The second approach we use is a standard autoencoder, where, while still working in the POD basis, we do not learn the encoder and decoder in terms of deviations from POD projections but simply set $\boldsymbol{h}=\boldsymbol{\chi} (\boldsymbol{u};\boldsymbol{\theta}_E)=\mathcal{E}(\boldsymbol{\mathsf{U}}_r^{\rm T}\boldsymbol{u};\boldsymbol{\theta}_E)$ and $\boldsymbol{\tilde{u}}=\boldsymbol{\check{\chi}}(\boldsymbol{h};\boldsymbol{\theta}_E)=\boldsymbol{\mathsf{U}}_r\mathcal {D}(\boldsymbol{h};\boldsymbol{\theta}_D)$. In § 3.2 we contrast the standard and hybrid approaches. In Linot & Graham (Reference Linot and Graham2020) we found lower autoencoder error by performing the POD change of basis, and even lower error by taking the hybrid approach for chaotic data from the KSE. In the present context, we found the performance of the two approaches in the POD basis to be very similar, as further discussed in the following.

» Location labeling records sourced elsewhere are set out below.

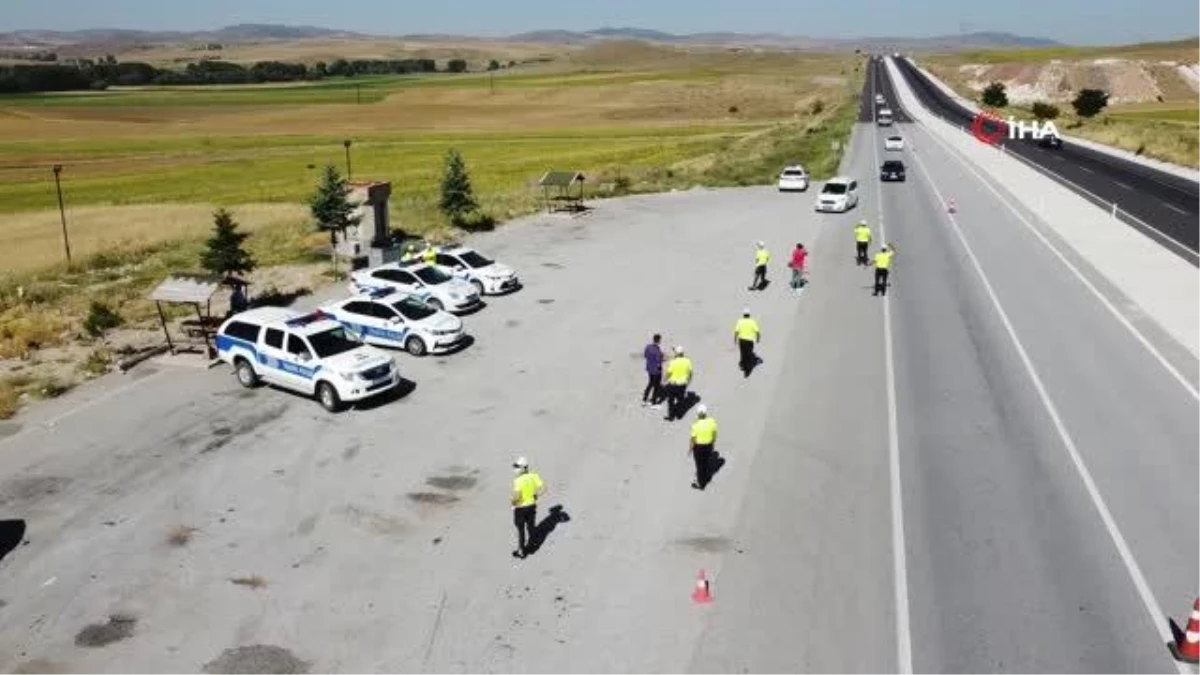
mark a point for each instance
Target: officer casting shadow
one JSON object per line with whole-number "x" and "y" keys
{"x": 396, "y": 393}
{"x": 715, "y": 464}
{"x": 12, "y": 532}
{"x": 749, "y": 366}
{"x": 543, "y": 530}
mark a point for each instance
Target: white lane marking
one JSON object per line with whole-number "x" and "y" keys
{"x": 51, "y": 423}
{"x": 1134, "y": 571}
{"x": 899, "y": 555}
{"x": 1108, "y": 304}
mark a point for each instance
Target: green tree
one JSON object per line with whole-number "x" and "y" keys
{"x": 995, "y": 95}
{"x": 225, "y": 254}
{"x": 1089, "y": 102}
{"x": 1044, "y": 111}
{"x": 331, "y": 208}
{"x": 457, "y": 196}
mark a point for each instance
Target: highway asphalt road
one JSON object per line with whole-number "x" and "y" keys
{"x": 381, "y": 537}
{"x": 1164, "y": 205}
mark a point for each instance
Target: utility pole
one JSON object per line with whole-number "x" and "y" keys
{"x": 63, "y": 213}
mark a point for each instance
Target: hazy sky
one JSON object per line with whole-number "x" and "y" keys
{"x": 1084, "y": 22}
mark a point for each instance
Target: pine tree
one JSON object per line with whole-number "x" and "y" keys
{"x": 331, "y": 208}
{"x": 457, "y": 197}
{"x": 225, "y": 254}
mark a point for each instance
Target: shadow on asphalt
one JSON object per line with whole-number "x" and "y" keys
{"x": 12, "y": 532}
{"x": 396, "y": 393}
{"x": 543, "y": 530}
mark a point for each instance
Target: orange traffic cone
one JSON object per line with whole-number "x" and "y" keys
{"x": 1186, "y": 647}
{"x": 701, "y": 593}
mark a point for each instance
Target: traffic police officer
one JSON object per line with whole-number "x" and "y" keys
{"x": 882, "y": 264}
{"x": 527, "y": 487}
{"x": 761, "y": 257}
{"x": 745, "y": 335}
{"x": 702, "y": 447}
{"x": 678, "y": 377}
{"x": 862, "y": 240}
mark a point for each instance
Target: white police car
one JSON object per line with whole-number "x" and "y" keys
{"x": 427, "y": 282}
{"x": 394, "y": 318}
{"x": 489, "y": 276}
{"x": 310, "y": 353}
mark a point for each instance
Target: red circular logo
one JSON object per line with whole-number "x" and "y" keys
{"x": 988, "y": 127}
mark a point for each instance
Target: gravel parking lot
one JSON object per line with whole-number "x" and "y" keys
{"x": 180, "y": 524}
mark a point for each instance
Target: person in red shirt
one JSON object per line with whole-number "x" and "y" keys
{"x": 799, "y": 256}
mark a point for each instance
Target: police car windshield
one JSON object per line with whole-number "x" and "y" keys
{"x": 331, "y": 342}
{"x": 432, "y": 275}
{"x": 474, "y": 260}
{"x": 413, "y": 309}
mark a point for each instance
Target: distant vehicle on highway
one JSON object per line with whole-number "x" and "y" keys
{"x": 393, "y": 318}
{"x": 310, "y": 353}
{"x": 793, "y": 179}
{"x": 1050, "y": 142}
{"x": 892, "y": 169}
{"x": 427, "y": 282}
{"x": 839, "y": 195}
{"x": 489, "y": 276}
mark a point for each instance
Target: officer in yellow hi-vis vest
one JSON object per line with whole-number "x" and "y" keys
{"x": 882, "y": 264}
{"x": 862, "y": 240}
{"x": 761, "y": 257}
{"x": 678, "y": 377}
{"x": 703, "y": 447}
{"x": 745, "y": 334}
{"x": 527, "y": 487}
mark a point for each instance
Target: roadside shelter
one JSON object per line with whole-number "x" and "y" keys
{"x": 196, "y": 290}
{"x": 563, "y": 190}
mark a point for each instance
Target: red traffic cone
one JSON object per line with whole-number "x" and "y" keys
{"x": 701, "y": 593}
{"x": 1186, "y": 647}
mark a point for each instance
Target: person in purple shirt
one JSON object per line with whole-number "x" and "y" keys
{"x": 653, "y": 353}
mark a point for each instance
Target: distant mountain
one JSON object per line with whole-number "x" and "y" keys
{"x": 241, "y": 33}
{"x": 265, "y": 33}
{"x": 943, "y": 42}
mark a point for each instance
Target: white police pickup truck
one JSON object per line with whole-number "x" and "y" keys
{"x": 489, "y": 276}
{"x": 394, "y": 318}
{"x": 310, "y": 353}
{"x": 427, "y": 282}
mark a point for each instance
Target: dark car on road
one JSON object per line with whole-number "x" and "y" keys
{"x": 892, "y": 169}
{"x": 1050, "y": 141}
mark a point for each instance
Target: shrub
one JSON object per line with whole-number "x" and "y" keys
{"x": 101, "y": 318}
{"x": 995, "y": 95}
{"x": 475, "y": 221}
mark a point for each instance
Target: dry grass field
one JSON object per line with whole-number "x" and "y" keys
{"x": 143, "y": 169}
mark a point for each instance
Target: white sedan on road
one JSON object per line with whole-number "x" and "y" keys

Next, we approximate $\boldsymbol{g}$ using a neural ODE. A drawback of training a single dense NN for $\boldsymbol{g}$ is that the resulting dynamics may become weakly unstable, with linear growth at long times (Linot & Graham Reference Linot and Graham2022; Linot et al. Reference Linot, Burby, Tang, Balaprakash, Graham and Maulik2023a). To avoid this, we use a ‘stabilised’ neural ODE approach by adding a linear damping term onto the output of the NN, giving

(2.8)\begin{equation} \boldsymbol{g}(\boldsymbol{h}(t_i);\boldsymbol{\theta}_g)=\boldsymbol{g}_{{NN}}(\boldsymbol{h}(t_i);\boldsymbol{\theta}_g)+\boldsymbol{\mathsf{A}} \boldsymbol{h}. \end{equation}

For training $\boldsymbol{g}_{{NN}}$ we integrate (2.8) over some time window $\tau$ from time $t_i$ to $t_i+\tau$ yielding

(2.9) \begin{equation} \boldsymbol{\tilde{h}}(t_i+\tau)=\boldsymbol{h}(t_i)+\int_{t_i}^{t_i+\tau}\boldsymbol{g}_{{NN}}(\boldsymbol{h}(t);\boldsymbol{\theta}_g)+\boldsymbol{\mathsf{A}} \boldsymbol{h}(t) \,{\rm d}t. \end{equation}

We use the standard Dormand–Prince method (Dormand & Prince Reference Dormand and Prince1980) to perform this integration, but we note that this method does not depend on the integration scheme and different methods can be used when training and deploying the model. Depending on the situation, one may either learn $\boldsymbol{\mathsf{A}}$ from data or fix it. Here we set it to the diagonal matrix

(2.10)\begin{equation} {\mathsf{A}}_{ij}=-\beta {\boldsymbol{\mathsf{\delta}}}_{ij}\sigma_i(\boldsymbol{h}), \end{equation}

where ${\sigma}_i(\boldsymbol{h})$ is the standard deviation of the $i$th component of $\boldsymbol{h}$, $\beta$ is a tunable parameter and ${\boldsymbol{\mathsf{\delta}}}_{ij}$ is the Kronecker delta. In Linot & Graham (Reference Linot and Graham2022) and Linot et al. (Reference Linot, Burby, Tang, Balaprakash, Graham and Maulik2023a), we found that without this stabilising linear term, small errors in the dynamics would eventually grow resulting in $\boldsymbol{g}_{{NN}}$ outputting a constant value, which led to continuous linear growth away from the attractor. Including the linear damping term effectively eliminates this behaviour by attracting trajectories back to the origin, preventing them from moving far away from the training data. In § 3.4 we show that this approach drastically improves the long-time performance of these models.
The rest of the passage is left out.